“Pray,” said he, “if you lived in this island of which you dream, would you tell me you hated me? I am beginning to be rather nervous.”
“We are not living in it just yet.”
“But in one just as disagreeable, for it is pouring with rain.”
Miriam gave a sudden start. She unconsciously looked that the conversation would prolong itself in the same interior strain. Reference to the outside world was impossible to her just then, and that Mr. Montgomery was capable of it was a shock like that of cold water. She came to herself, and went to the window.
“Must you go out in this storm?”
“Must; and what is more, I haven’t got a minute to spare. I may take it for granted, then, you and Andrew will come.”
“Yes, certainly.”
He hastily put on his coat; shook hands—nothing more—and was off.
Miriam ran upstairs into her bedroom, went to the little box in which she kept her treasures, unlocked it, took out the little note—the only note she had ever had from him—read it again and again, and then tore it into twenty pieces, each one of which she picked up and tried to put together. She then threw herself on the bed, and for the first time in her life was overcome with hysterical tears. She dared not confess to herself what she wanted. She would have liked to cast herself at his feet; but notwithstanding her disbelief in form and ceremony, she could not do it. She cursed the check which had held her so straitly while she was talking with him, and cursed him that he dealt with her so lightly. The continued sobbing at last took the heat out of her, and she rose from her bed, collected the pieces of the note, went downstairs, and put them one by one deliberately in the fire.
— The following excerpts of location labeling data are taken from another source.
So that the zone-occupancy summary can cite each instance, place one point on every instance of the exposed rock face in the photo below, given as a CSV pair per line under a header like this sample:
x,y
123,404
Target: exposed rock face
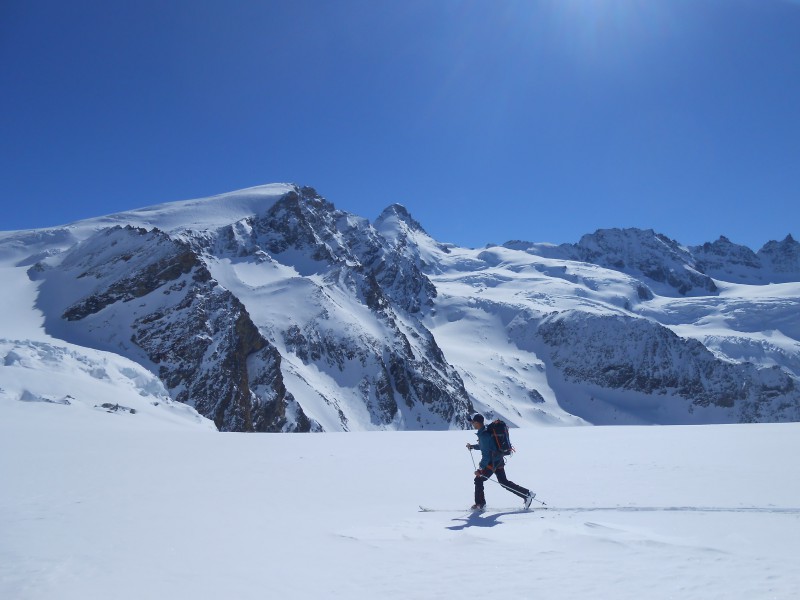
x,y
197,336
634,354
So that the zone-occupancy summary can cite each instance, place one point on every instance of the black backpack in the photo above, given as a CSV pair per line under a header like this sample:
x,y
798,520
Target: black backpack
x,y
499,431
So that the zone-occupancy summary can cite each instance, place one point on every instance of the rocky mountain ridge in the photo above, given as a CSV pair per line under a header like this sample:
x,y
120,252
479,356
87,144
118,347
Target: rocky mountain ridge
x,y
271,310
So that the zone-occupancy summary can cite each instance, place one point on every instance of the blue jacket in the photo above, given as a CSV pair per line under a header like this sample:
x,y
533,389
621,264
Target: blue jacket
x,y
490,453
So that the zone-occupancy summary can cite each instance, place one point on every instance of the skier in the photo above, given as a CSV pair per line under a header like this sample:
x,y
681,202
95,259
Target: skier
x,y
492,462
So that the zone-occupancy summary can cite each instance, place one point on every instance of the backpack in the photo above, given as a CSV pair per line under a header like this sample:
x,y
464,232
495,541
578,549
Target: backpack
x,y
499,431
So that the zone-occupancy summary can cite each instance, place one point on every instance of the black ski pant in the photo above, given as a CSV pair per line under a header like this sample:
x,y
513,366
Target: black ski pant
x,y
484,474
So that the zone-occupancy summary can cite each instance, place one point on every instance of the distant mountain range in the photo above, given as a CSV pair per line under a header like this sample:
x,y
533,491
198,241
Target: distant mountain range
x,y
268,309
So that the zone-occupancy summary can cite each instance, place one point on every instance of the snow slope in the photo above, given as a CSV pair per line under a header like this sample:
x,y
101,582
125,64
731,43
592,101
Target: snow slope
x,y
127,512
365,326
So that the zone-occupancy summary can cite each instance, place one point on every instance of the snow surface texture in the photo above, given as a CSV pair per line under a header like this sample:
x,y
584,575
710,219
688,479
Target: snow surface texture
x,y
126,512
268,309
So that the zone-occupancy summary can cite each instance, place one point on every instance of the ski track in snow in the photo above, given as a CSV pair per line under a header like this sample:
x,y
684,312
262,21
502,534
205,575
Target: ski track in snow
x,y
109,508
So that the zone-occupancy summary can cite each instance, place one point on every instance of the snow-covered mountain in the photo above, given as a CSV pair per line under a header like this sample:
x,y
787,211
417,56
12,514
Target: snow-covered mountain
x,y
268,309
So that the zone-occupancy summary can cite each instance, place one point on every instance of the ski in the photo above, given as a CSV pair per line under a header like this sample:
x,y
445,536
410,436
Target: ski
x,y
515,509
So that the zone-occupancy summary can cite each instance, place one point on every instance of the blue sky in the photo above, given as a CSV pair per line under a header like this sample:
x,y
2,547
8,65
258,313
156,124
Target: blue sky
x,y
490,120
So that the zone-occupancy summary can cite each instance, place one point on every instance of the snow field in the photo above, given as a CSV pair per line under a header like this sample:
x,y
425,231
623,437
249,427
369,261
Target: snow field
x,y
128,512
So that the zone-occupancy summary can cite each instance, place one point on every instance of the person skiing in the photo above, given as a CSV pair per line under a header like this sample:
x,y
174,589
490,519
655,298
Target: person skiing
x,y
492,462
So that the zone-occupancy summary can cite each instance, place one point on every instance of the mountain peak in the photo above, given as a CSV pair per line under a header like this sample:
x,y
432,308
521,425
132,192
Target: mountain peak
x,y
399,214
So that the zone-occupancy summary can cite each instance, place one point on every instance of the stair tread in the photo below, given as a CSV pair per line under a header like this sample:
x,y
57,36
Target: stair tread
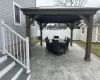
x,y
23,76
5,63
10,74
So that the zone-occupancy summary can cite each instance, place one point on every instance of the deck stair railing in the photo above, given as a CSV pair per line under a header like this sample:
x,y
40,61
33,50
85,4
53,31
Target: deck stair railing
x,y
15,46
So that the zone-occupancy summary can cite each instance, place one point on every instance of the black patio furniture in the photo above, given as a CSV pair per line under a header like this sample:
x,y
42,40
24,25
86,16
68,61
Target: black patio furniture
x,y
56,48
56,36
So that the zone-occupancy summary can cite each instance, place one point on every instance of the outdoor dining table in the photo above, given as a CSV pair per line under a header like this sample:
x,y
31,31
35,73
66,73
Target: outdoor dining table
x,y
61,41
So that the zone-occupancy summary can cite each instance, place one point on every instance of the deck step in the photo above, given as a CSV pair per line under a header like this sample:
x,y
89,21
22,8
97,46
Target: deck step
x,y
3,58
24,76
11,73
6,66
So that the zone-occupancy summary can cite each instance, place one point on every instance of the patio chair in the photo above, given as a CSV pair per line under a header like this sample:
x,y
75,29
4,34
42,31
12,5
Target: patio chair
x,y
56,36
57,50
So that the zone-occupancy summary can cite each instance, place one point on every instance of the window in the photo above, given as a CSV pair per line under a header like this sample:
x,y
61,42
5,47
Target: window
x,y
82,30
17,15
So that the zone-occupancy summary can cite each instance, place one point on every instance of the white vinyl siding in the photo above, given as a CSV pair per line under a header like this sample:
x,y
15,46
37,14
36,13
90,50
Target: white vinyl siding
x,y
17,14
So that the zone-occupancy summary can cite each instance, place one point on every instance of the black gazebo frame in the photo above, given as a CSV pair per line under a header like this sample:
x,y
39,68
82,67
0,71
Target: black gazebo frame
x,y
45,15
It was time now that they should seriously consider how they stood. Andrew had nothing to do, and the wages paid him in advance were nearly exhausted. They decided that they would move into cheaper lodgings. They had some difficulty in finding any that were decent but they obtained three miserable rooms at the top of a house occupied by a man who sold firewood and potatoes in one of the streets running out of the Blackfriars Road. They left Miss Tippit without bidding her good-bye, for she was still unwell, and in bed. They actually began to know what poverty was, but Miriam as yet did not feel its approach. There were thoughts and hopes in her which protected her against all apprehension of the future, although the cloud into which they must almost inevitably enter was so immediately in front of her.